Writing about 2500 years ago, the philosopher Heraclitus of Ephesus observed that the only constant in life is change — "life is flux," as the Ancient History Encyclopedia has it. Rarely has popular culture embraced that as thoroughly as the BBC's Doctor Who, a time travel/sci-fi series that ran from 1963-89 before relaunching in 2005.

Broadcast technology and special effects, even for a weekly series, have changed enormously in the more than 50 years the show's been in production. Part of the genius of the show's narrative is that the lead character, referred to as The Doctor (The Doctor is most emphatically not Doctor Who), changes out from time to time, beginning with the first incarnation, played for three years by William Hartnell. He was followed by Patrick Troughton (three years), Jon Pertwee (four years), Tom Baker (the longest so far, at seven), and then, at two years each, Peter Davison, Colin Baker, and Sylvester McCoy. (For those who've lost track, we're up to 13 now, says the BBC.) Each time The Doctor changes — "regenerates," in the language of the series — the new actor brings a new personality to the character, and a new wardrobe that reflects that change. When the show re-launched in 2005, all of those traditions came with it.

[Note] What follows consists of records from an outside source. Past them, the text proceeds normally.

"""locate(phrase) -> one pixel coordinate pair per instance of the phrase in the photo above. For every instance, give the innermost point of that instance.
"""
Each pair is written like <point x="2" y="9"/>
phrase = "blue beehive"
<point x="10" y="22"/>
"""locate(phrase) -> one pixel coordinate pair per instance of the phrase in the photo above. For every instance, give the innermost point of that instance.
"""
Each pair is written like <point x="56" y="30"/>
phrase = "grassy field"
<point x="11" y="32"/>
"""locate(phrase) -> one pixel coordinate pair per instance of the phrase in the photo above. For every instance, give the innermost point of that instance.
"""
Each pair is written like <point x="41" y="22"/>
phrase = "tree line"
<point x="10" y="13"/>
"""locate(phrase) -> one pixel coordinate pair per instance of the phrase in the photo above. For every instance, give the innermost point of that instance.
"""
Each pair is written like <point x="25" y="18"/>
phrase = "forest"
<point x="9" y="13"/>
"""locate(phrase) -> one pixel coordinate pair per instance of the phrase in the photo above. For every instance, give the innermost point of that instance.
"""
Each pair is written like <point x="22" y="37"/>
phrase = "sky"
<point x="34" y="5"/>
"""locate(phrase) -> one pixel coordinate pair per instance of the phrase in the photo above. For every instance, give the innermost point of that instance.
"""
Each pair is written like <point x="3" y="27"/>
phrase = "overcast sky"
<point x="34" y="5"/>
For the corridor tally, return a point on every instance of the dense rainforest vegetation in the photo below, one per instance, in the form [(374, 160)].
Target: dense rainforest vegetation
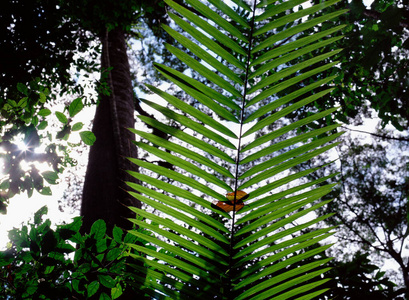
[(234, 180)]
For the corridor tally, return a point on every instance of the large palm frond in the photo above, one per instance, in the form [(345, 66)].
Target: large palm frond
[(267, 250)]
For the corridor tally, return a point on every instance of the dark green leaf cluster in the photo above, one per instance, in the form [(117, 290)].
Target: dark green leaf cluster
[(62, 263), (37, 41), (373, 65)]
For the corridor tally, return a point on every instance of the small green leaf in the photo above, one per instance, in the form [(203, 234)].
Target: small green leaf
[(106, 281), (23, 102), (77, 126), (75, 107), (43, 97), (88, 137), (44, 112), (42, 125), (116, 292), (45, 191), (113, 254), (34, 121), (98, 229), (50, 176), (117, 234), (39, 214), (22, 88), (104, 296), (92, 288), (61, 117)]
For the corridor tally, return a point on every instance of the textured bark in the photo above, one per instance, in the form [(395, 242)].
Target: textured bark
[(104, 196)]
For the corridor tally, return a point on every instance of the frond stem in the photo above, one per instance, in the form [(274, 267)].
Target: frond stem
[(243, 104)]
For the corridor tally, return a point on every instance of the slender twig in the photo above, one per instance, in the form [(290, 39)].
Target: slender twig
[(379, 135)]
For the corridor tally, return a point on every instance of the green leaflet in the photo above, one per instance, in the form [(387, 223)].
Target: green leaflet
[(244, 67)]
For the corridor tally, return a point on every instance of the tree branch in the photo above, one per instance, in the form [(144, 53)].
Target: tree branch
[(402, 139)]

Matt Smith was The Doctor and Karen Gillan was companion Amy Pond

By the time the 11th doctor rolled around, played by Matt Smith, the costuming process was described (by Ray Holman, the show's costume designer) as "massively collaborative," says Radio Times. Smith's Doctor was a study in contrasts, looking like a schoolboy, but with 2,000 years of life experience. The showrunner, Stephen Moffatt, described 28-year-old Smith's Doctor as "an old man trapped in a young man's body."

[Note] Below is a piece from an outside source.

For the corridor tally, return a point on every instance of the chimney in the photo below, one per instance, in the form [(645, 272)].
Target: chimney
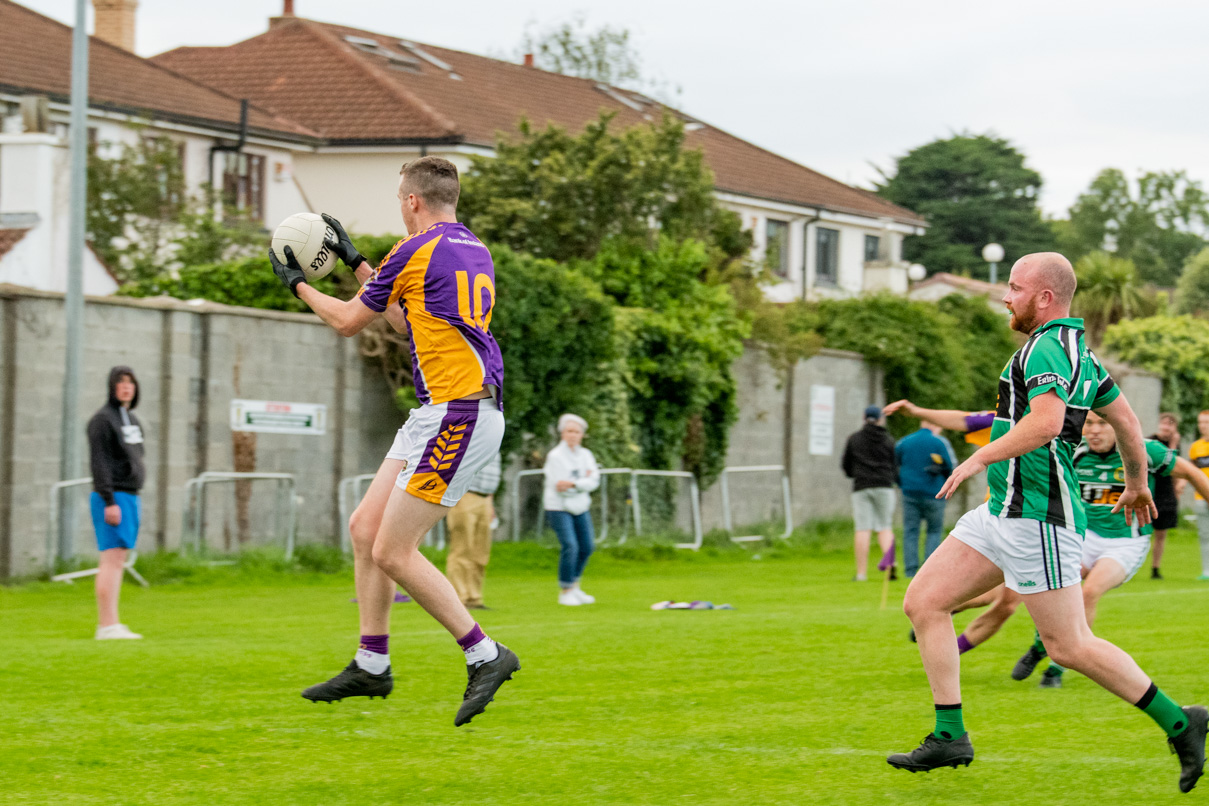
[(115, 22), (287, 15)]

A tweed jacket was sort of a starting point — an older look on a younger man, and Smith's idea — he wore one to the first costume session. Smith also gets credit for suggesting his character's bow tie. (As that Doctor frequently remarked, "bow ties are cool.") "Matt put it on and that was it: we all instantly knew it was right," Holman remembered. According to Holman, his own professional secret "is dressing the actor appropriately – doing the right thing for that person. It's all about making them feel good."

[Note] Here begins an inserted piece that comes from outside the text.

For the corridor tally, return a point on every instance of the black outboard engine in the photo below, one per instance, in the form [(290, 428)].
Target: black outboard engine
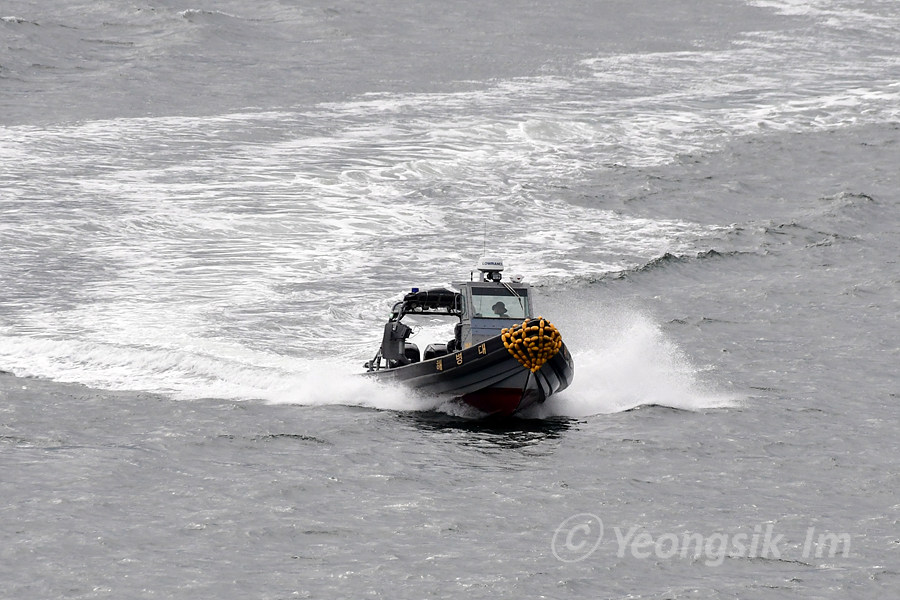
[(394, 346)]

That's not to say there wasn't a certain amount of trial-and-error in the process. CTV Sci-Fi Channel reports Smith telling a 2017 fan convocation in Toronto, "I tried so many costumes on and at first he (The Doctor) was quite pirate-y — he was in stripes and like a long coat and he looked a bit like Johnny Depp in Pirates of the Caribbean." Fortunately for all of us, wiser heads prevailed.